Les frontières sont devenues d’une précision géométrique : un millimètre et on est chez l’étranger. Jadis deux pays voisins déteignaient l’un sur l’autre, langues, coutumes, sentiments. Il y avait une zône intermédiaire, une sorte de no-man’s land, où des gens d’un pays et de l’autre ne se sentaient pas étrangers vis-à-vis l’un de l’autre. Aujourd’hui la frontière est truquée, bétonnée, chausse-trappée, barbelée, rendue inviolable. « Ils sont, dit Pascal, de l’autre côté de l’eau et pour cette raison géographique, ils sont l’ennemi. » Est-ce naturel ? S’il n’y avait, par ailleurs, dans des bureaux, dans des palais lointains, des gens qui menacent l’humanité, les gens de la frontière s’avanceraient de part et d’autre les uns vers les autres. D’ailleurs que de familles frontalières. Par exemple, les deux Brissach, Strasbourg et Kehl, sur le Leman les deux Saint Gingolf, en Silésie les deux parties de Teschen.

Le territoire forme largement l’âme des populations.

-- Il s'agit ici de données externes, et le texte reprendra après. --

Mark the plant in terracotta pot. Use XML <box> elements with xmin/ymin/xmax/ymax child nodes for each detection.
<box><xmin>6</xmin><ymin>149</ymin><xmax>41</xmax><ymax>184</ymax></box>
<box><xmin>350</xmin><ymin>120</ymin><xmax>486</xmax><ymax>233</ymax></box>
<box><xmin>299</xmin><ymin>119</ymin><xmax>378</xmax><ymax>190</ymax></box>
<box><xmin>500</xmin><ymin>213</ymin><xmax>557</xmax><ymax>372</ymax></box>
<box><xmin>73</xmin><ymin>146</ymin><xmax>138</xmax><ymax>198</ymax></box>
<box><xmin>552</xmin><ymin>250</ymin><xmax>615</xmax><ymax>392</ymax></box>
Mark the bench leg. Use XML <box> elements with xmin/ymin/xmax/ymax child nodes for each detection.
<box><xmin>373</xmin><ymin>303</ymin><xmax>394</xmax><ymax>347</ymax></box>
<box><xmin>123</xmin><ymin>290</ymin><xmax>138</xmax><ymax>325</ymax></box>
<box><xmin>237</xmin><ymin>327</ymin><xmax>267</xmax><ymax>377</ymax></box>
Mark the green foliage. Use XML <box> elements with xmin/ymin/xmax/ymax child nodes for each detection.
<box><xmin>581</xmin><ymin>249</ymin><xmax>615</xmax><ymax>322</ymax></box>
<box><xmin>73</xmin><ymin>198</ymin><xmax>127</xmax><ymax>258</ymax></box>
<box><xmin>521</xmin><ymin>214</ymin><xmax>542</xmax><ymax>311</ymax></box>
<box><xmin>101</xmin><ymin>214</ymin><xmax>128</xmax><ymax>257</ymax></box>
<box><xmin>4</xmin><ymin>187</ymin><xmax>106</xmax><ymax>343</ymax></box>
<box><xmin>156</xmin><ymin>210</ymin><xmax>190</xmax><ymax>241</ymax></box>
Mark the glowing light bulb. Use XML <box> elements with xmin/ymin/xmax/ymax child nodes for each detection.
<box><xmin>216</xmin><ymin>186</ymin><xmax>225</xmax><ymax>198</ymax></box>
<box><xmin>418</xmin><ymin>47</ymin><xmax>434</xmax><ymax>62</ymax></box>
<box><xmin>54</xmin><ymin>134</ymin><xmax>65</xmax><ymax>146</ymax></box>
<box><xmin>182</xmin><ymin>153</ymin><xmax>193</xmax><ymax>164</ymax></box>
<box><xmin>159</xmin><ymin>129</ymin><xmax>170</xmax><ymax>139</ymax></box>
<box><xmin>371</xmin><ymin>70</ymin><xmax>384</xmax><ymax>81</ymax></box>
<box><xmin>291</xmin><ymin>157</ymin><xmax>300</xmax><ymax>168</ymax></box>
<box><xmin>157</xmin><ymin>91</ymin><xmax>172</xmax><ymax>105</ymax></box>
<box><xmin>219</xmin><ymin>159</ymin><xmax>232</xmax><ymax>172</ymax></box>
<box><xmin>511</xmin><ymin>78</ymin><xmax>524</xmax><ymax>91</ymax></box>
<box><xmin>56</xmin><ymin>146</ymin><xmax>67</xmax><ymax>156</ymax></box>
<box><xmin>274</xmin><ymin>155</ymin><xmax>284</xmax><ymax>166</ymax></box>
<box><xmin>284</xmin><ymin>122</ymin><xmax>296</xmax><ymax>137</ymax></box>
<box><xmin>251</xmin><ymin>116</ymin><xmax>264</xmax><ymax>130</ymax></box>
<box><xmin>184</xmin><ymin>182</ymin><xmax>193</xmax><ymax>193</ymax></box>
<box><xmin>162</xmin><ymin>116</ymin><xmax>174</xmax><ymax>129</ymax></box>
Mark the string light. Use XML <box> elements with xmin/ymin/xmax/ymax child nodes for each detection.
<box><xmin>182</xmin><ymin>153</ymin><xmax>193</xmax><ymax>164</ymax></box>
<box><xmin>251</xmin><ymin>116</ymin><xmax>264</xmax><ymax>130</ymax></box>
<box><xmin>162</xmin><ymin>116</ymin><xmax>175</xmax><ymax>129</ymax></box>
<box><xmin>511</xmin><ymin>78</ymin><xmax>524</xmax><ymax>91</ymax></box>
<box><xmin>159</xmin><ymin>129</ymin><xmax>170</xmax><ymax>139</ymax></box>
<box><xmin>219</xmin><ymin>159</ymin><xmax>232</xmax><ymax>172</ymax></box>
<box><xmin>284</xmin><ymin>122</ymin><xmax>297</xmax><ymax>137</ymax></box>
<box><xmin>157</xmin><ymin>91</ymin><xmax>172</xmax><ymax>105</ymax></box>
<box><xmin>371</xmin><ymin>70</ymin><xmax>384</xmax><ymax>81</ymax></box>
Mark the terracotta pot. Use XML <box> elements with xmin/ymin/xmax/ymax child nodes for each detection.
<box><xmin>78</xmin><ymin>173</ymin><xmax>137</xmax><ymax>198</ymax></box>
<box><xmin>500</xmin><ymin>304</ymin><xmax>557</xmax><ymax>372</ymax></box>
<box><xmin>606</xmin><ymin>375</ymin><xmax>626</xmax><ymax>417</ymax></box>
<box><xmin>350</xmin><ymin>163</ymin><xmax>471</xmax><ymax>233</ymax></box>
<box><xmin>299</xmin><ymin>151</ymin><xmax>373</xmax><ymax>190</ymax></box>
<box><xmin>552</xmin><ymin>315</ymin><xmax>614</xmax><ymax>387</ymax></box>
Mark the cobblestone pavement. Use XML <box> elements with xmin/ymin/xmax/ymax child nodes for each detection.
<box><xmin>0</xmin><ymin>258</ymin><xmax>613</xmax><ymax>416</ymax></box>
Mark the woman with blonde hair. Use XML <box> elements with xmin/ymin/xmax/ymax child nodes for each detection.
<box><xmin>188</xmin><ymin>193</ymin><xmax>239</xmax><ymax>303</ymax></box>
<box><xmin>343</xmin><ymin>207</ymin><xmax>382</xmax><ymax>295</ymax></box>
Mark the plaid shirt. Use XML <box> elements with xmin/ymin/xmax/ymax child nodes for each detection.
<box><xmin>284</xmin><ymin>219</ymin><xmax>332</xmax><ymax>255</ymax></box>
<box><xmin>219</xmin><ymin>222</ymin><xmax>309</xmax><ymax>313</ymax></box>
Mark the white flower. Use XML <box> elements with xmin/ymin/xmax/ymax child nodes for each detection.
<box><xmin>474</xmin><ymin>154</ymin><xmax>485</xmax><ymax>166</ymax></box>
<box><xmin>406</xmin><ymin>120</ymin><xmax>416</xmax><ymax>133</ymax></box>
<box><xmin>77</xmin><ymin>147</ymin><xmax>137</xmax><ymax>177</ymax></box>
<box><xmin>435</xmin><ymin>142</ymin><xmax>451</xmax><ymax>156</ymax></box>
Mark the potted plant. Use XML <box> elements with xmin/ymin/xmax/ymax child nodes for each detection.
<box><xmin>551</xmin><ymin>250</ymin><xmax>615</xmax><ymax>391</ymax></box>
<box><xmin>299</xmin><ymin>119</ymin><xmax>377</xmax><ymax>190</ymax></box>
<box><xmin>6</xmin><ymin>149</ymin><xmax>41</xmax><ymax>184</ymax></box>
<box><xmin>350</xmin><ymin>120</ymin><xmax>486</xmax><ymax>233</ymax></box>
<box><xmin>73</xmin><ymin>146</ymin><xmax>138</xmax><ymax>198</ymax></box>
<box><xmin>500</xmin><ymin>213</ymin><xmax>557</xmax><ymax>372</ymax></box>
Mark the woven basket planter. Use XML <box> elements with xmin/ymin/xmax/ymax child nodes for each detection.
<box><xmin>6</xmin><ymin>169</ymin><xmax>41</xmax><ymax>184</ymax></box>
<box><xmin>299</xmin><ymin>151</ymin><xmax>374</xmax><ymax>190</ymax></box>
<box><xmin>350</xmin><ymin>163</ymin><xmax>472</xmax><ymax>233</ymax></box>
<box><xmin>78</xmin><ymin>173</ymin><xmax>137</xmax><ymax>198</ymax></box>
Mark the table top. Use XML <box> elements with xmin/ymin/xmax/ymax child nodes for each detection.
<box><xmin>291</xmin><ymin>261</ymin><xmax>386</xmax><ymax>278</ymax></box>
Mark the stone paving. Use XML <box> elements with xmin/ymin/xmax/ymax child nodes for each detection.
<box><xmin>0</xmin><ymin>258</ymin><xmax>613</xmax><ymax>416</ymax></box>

Pour Keyserling, une culture, une foi ne se jugent ou plutôt ne s’apprécient qu’en fonction des influences telluriques, des impondérables de l’habitat, du sol, du ciel. C’est cela, c’est ce dynamisme élémentaire qui agglomère les individus, qui crée les nations ou plutôt les esprits, les caractères nationaux. Ainsi l’accoutumance, la compréhension, l’amour de certains lieux est une des bases du « patriotisme » local, régional, national. Ainsi peut s’aimer et un continent et la terre et le monde : question d’échelle, question d’accessibilité et de compréhension.

Le territoire de chaque pays a donc été appropriée à son habitat. L’œuvre d’appropriation est plus ou moins avancée ; elle va en se perfectionnant sans cesse. La sociologie, la géographie humaine le constatent et l’expliquent.